Never Put Large Payloads Inside Background Jobs
Last week, a customer nearly left Telebugs because of a mistake I made at the design level.
Their queue database grew to 95GB in a single day. Their app was processing ~40,000 jobs daily, and I had designed the main ingestion job to carry large payloads directly in the job arguments. On SQLite, that combination became toxic — even with cleanup running on schedule.
Here's what went wrong, why SQLite made it worse, and the fix.
The Setup
Telebugs processes error reports by enqueuing a job for each incoming event (see how Telebugs integrates with Ruby on Rails apps). The job receives the full envelope payload — the raw event data sent by the SDK — and processes it asynchronously.
The problem: those payloads aren't small. Each one averaged around 2.5MB — full stack traces, local variables, breadcrumbs, the works.
At 40,000 jobs/day:
40,000 jobs × 2.5MB = ~100GB of payload data per day
And that's before accounting for SolidQueue's default 24-hour retention window for finished jobs. Jobs don't disappear the moment they finish — they're kept in the table for 24 hours by default. So at any given time, up to 24 hours worth of finished jobs are sitting in the database, payloads and all.
That's how you get a 95GB queue database.
Why Job Arguments Are the Wrong Place for Big Data
Background job systems — SolidQueue, Sidekiq, GoodJob, DelayedJob — all work the same way at a fundamental level: job arguments are serialized and stored in a backing store (a database table, Redis, etc.) for the job's entire lifetime.
That lifetime is longer than you think:
- Job is enqueued → arguments stored
- Job is picked up by a worker → arguments still stored
- Job finishes → arguments still stored (until retention cleanup runs)
Every byte you put in job arguments sits there through all three phases. If your queue backend is a database, those bytes live in a table row. Multiply by throughput, multiply by retention window, and you'll be surprised how fast it adds up.
Rule of thumb: job arguments should be identifiers, not data.
Why SQLite Made It Worse
Any queue system would have had the bloat problem above. But SQLite has a specific characteristic that turned a bad situation into a critical one: it doesn't automatically reclaim disk space after deletes.
When SolidQueue's cleanup job runs and deletes finished jobs, the rows are gone — but the SQLite file
doesn't shrink.
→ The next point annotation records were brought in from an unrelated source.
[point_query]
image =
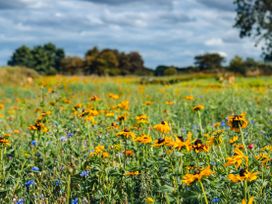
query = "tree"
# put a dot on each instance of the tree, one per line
(170, 71)
(72, 65)
(209, 61)
(237, 65)
(136, 62)
(21, 57)
(254, 19)
(45, 58)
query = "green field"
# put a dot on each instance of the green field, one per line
(115, 140)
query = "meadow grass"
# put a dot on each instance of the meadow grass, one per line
(114, 140)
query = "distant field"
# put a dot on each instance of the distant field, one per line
(129, 140)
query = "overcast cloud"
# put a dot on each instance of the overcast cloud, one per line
(164, 31)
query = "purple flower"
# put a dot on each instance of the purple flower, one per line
(29, 183)
(63, 139)
(223, 124)
(33, 142)
(20, 201)
(69, 134)
(216, 200)
(57, 182)
(74, 201)
(35, 169)
(84, 173)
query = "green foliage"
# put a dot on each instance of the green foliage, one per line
(44, 59)
(254, 19)
(170, 71)
(209, 61)
(249, 66)
(113, 62)
(17, 75)
(58, 165)
(72, 65)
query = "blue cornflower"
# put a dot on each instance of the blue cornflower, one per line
(69, 134)
(216, 200)
(84, 173)
(57, 182)
(63, 139)
(33, 142)
(213, 163)
(35, 168)
(74, 201)
(223, 124)
(20, 201)
(29, 183)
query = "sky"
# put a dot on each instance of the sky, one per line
(165, 32)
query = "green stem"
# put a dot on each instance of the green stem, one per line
(204, 192)
(68, 189)
(243, 140)
(200, 122)
(245, 189)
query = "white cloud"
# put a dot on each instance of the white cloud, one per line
(214, 42)
(169, 32)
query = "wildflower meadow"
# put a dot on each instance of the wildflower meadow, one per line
(115, 140)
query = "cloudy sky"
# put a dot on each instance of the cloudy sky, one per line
(168, 32)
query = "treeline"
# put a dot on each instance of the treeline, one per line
(47, 59)
(213, 62)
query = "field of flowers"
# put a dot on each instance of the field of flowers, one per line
(113, 140)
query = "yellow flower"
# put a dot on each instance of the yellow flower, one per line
(188, 179)
(144, 139)
(142, 118)
(237, 159)
(169, 103)
(198, 107)
(163, 127)
(126, 133)
(95, 98)
(149, 200)
(167, 141)
(99, 149)
(235, 122)
(148, 103)
(123, 105)
(109, 114)
(244, 175)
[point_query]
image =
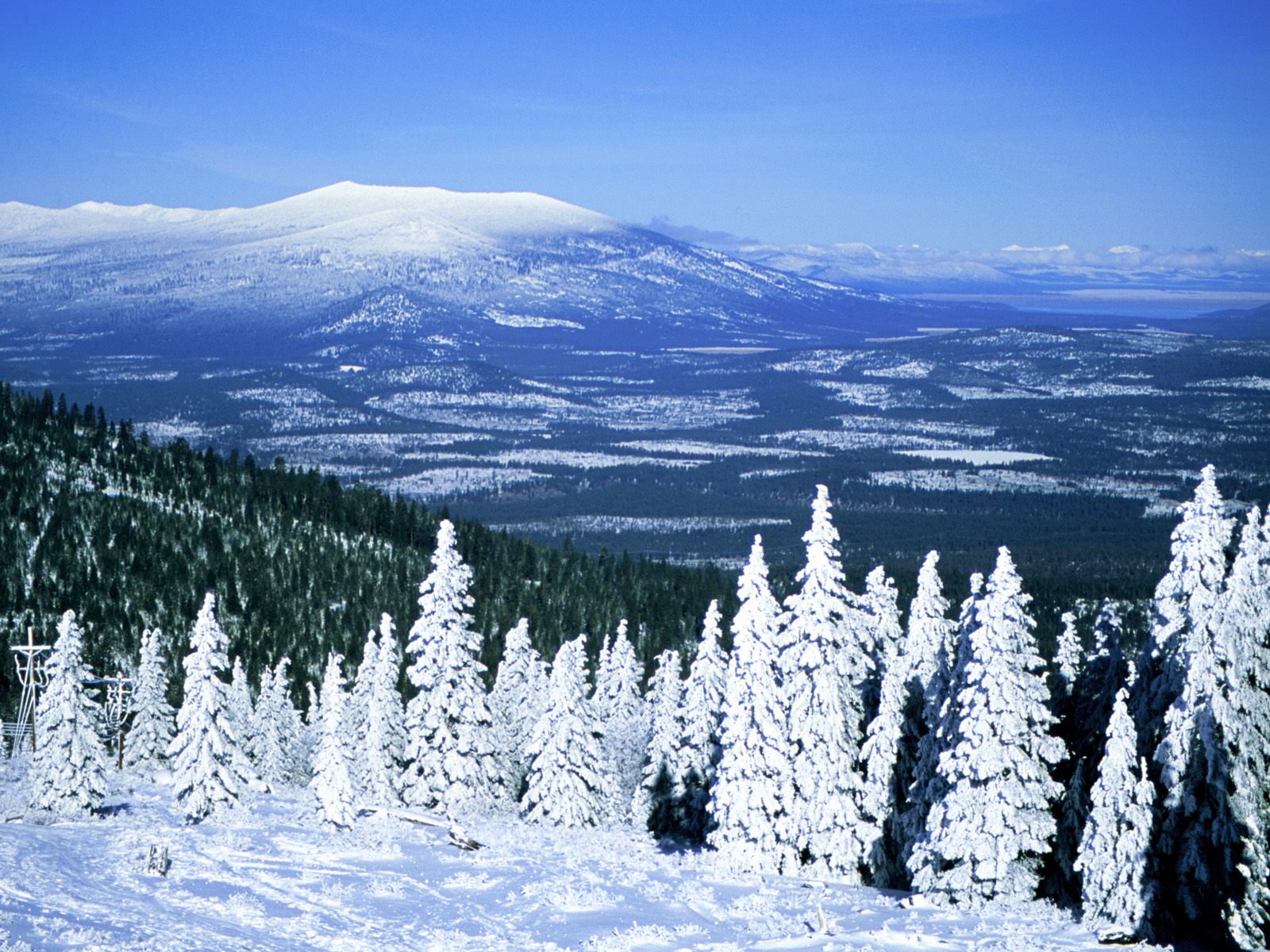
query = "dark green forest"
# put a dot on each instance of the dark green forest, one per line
(130, 535)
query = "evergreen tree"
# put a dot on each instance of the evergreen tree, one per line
(988, 833)
(277, 727)
(1113, 852)
(379, 752)
(624, 721)
(747, 801)
(941, 714)
(67, 770)
(209, 768)
(450, 749)
(822, 805)
(567, 784)
(1070, 659)
(516, 702)
(332, 784)
(698, 757)
(239, 708)
(654, 800)
(1184, 602)
(152, 716)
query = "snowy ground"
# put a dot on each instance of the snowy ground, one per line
(268, 879)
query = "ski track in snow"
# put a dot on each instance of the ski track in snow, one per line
(270, 879)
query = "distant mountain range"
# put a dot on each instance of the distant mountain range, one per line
(410, 266)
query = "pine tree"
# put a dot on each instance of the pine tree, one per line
(1113, 852)
(152, 716)
(823, 809)
(450, 750)
(209, 768)
(332, 784)
(239, 708)
(516, 702)
(567, 784)
(1184, 602)
(379, 752)
(746, 805)
(1242, 714)
(702, 727)
(276, 729)
(67, 770)
(1071, 657)
(941, 714)
(624, 721)
(988, 833)
(654, 800)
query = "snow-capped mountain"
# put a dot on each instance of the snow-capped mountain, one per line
(410, 264)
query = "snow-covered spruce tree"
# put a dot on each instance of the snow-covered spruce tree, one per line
(209, 770)
(1113, 854)
(882, 607)
(941, 714)
(383, 739)
(67, 770)
(333, 762)
(1242, 710)
(654, 800)
(152, 729)
(1070, 658)
(239, 706)
(747, 803)
(990, 831)
(516, 702)
(450, 750)
(276, 729)
(1184, 602)
(698, 757)
(822, 803)
(625, 721)
(567, 784)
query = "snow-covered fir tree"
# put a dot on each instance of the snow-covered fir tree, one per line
(1242, 712)
(1070, 658)
(277, 727)
(516, 704)
(67, 770)
(383, 739)
(747, 803)
(698, 755)
(333, 761)
(567, 784)
(450, 747)
(239, 706)
(654, 800)
(1113, 854)
(625, 720)
(209, 768)
(988, 833)
(823, 800)
(1184, 602)
(941, 715)
(150, 734)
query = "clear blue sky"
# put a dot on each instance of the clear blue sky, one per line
(956, 124)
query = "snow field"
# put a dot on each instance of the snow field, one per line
(268, 877)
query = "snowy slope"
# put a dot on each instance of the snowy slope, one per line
(491, 260)
(267, 879)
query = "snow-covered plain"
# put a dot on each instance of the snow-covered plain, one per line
(270, 877)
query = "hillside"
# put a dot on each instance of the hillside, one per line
(130, 535)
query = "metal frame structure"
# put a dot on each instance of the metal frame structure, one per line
(33, 676)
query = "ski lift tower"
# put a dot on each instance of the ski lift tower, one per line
(118, 706)
(33, 676)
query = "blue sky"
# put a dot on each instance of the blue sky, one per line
(956, 124)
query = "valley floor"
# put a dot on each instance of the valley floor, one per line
(268, 877)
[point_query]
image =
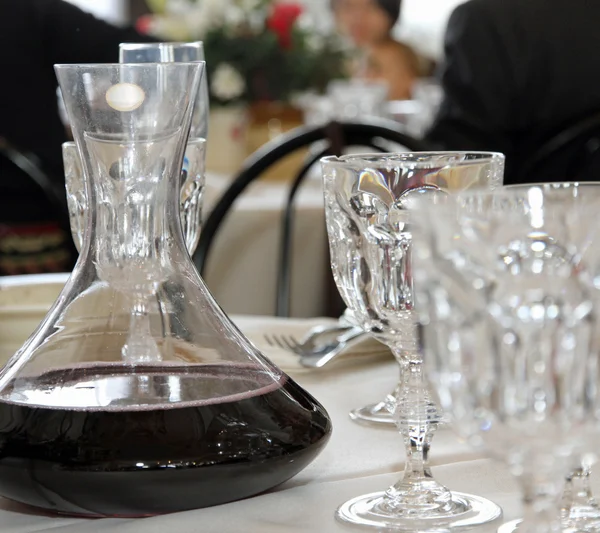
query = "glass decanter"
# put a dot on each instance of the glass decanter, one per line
(136, 395)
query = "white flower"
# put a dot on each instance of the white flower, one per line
(227, 83)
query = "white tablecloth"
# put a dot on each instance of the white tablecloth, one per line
(242, 266)
(358, 459)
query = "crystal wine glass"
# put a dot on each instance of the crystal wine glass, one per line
(366, 199)
(580, 509)
(174, 53)
(506, 289)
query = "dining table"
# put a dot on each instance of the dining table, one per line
(357, 459)
(241, 269)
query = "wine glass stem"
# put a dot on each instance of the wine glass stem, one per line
(417, 418)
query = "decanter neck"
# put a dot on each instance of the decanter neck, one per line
(135, 231)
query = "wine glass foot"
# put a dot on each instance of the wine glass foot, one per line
(378, 510)
(374, 414)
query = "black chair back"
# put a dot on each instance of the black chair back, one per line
(334, 138)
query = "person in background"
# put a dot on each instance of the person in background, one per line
(34, 35)
(394, 63)
(368, 25)
(516, 74)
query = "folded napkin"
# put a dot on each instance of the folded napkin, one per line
(256, 327)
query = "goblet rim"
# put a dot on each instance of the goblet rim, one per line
(416, 159)
(554, 185)
(121, 66)
(191, 140)
(170, 44)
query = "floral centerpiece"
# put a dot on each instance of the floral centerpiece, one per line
(256, 50)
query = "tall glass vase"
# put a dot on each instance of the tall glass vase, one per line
(367, 201)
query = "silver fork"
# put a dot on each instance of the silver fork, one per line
(317, 355)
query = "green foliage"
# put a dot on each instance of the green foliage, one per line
(270, 71)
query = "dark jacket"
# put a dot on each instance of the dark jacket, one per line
(34, 35)
(516, 73)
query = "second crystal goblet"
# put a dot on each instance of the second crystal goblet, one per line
(506, 288)
(367, 199)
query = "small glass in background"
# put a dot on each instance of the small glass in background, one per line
(174, 53)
The deleted rows leave "dead space" inside the file. To actually reclaim that space,
you need to run VACUUM.
VACUUM rewrites the entire database file. And here's the trap: SQLite's VACUUM
requires roughly 2× the database size in free disk space to complete.
So if your queue database is 95GB and you only have 20GB free, you literally cannot run VACUUM. You can't reclaim space because you don't have enough space. You're stuck.
Postgres handles this more gracefully — autovacuum runs in the background and reclaims space incrementally. The bloat problem still exists, but it's less likely to become a crisis. On SQLite, the consequences are immediate and unforgiving.
The Fix
The fix is simple once you see the problem.
Before:
class ProcessEnvelopeJob < ApplicationJob
def perform(envelope)
# envelope is a large hash, serialized into the jobs table
process(envelope)
end
end
# Enqueuing
ProcessEnvelopeJob.perform_later(huge_envelope_hash)
After:
class ProcessEnvelopeJob < ApplicationJob
def perform(envelope_id)
envelope = Envelope.find(envelope_id)
process(envelope.payload)
envelope.destroy # clean up after processing
end
end
# Enqueuing
envelope = Envelope.create!(payload: huge_envelope_hash)
ProcessEnvelopeJob.perform_later(envelope.id)
The job now stores an integer ID instead of 2.5MB. The heavy data lives in a dedicated table with its own lifecycle — you can delete it immediately after processing, independent of the queue's retention window.
This has a few additional benefits:
- The queue stays lean regardless of payload size
- You control the payload lifecycle — delete it right after the job succeeds, not 24 hours later
- Easier to debug — payloads are queryable, inspectable, not buried in a serialized job row
- Works with any queue backend — the principle is universal
The Broader Lesson
This isn't a SQLite-specific problem. It's a design problem that SQLite exposed more painfully than other backends would have.
If you're using SolidQueue (or any queue system), treat every byte in your job arguments as if it has a cost. Because it does — in storage, in retention, and in operational complexity when things go wrong.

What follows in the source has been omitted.